Two other personal memories: I was bothered by getting the balance right in understanding Paul's Scripture quotations, and knowing what else beside the Septuagint was behind them. On a summer morning, Michael said we should be outside. We sat on a bench in the front quad of UCL. Michael took out his pocket Greek NT, and turned up passages in Romans and elsewhere, and quoted and translated the Hebrew behind them, and the Greek of the Septuagint, and the later Latin of the Vulgate, all from memory -- and with excellent shots, from memory, of Tyndale's translations. And it was all done with total modesty, as if this were something that anyone could do, and he just happened to be passing.

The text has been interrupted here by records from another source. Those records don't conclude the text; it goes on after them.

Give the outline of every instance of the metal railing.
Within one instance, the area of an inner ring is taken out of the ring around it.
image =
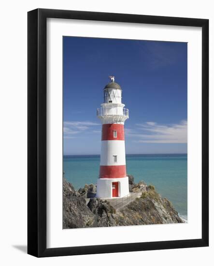
[[[134,192],[130,192],[129,195],[123,198],[118,198],[118,199],[114,199],[114,201],[110,202],[111,205],[116,210],[120,209],[131,202],[136,198],[139,197],[141,195],[142,192],[140,191],[141,189],[138,189]],[[137,192],[139,191],[139,192]]]
[[[122,112],[121,112],[122,111]],[[122,110],[117,107],[105,107],[99,108],[97,110],[97,116],[122,116],[128,118],[128,109],[123,108]]]

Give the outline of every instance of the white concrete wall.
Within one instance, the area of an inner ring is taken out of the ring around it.
[[[102,115],[123,115],[123,107],[122,103],[102,103]]]
[[[113,155],[117,155],[114,162]],[[102,140],[101,142],[100,165],[125,165],[126,152],[124,140]]]
[[[97,182],[97,198],[112,198],[112,183],[118,182],[118,197],[127,196],[129,193],[128,189],[128,177],[121,178],[99,178]]]

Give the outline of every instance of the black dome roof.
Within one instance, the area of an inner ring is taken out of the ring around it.
[[[120,85],[116,82],[110,82],[105,86],[104,89],[122,89]]]

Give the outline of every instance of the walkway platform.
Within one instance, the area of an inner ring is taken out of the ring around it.
[[[102,200],[108,201],[116,210],[118,210],[134,201],[136,198],[140,198],[142,194],[142,192],[130,192],[128,195],[123,198],[116,197],[111,199],[102,199]],[[86,204],[87,204],[90,198],[86,198],[85,199]]]

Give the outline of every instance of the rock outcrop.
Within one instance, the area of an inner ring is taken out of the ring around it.
[[[63,228],[183,222],[172,204],[154,186],[143,181],[135,184],[133,177],[128,177],[130,192],[140,192],[140,197],[116,211],[109,201],[100,199],[92,197],[86,204],[84,195],[94,193],[94,185],[77,191],[63,178]]]

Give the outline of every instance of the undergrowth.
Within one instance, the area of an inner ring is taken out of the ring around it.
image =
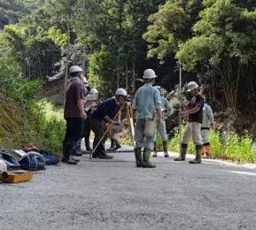
[[[182,129],[182,134],[184,127]],[[256,163],[256,154],[253,152],[252,138],[246,135],[238,136],[234,132],[220,133],[218,130],[210,130],[209,141],[211,143],[211,158],[221,158],[238,163]],[[178,130],[175,130],[174,137],[169,141],[169,149],[178,152],[180,138]],[[160,137],[157,138],[157,147],[161,149]],[[195,147],[192,141],[188,147],[189,153],[195,153]]]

The other memory is of his presence, after dinner, late in that October evening in 1975, in the delightful Senior Common Room of Hertford College. He had given his lecture, to acclaim. Over coffee he was content to be with appreciative Fellows and friends. The door opened, and his wife Anita slipped in, having just put the children, Gail and Alex, to bed in a guest room opposite. She murmured to Michael that they were too excited to sleep yet, but would. Michael's happiness at his wife's presence and his children's nearness was, visibly, now complete. So many people learned from his erudition, and received his warmth and generosity. Everyone felt better after being in his company. He is already very greatly missed.
David Daniell
Joan Lupton
We have to announce with sadness the death of our member Joan Lupton on 2 July 1998,
aged 87. She was the widow of Lewis Lupton.
John Barnett
We are saddened to announce the death of John Barnett, of North Nibley, Gloucestershire,
who was the author of the The Ploughboy's Story which was performed at North Nibley
in September 1994 as part of the Tyndale quincentenary celebrations. He was a staunch
member of the Society and will be missed by many.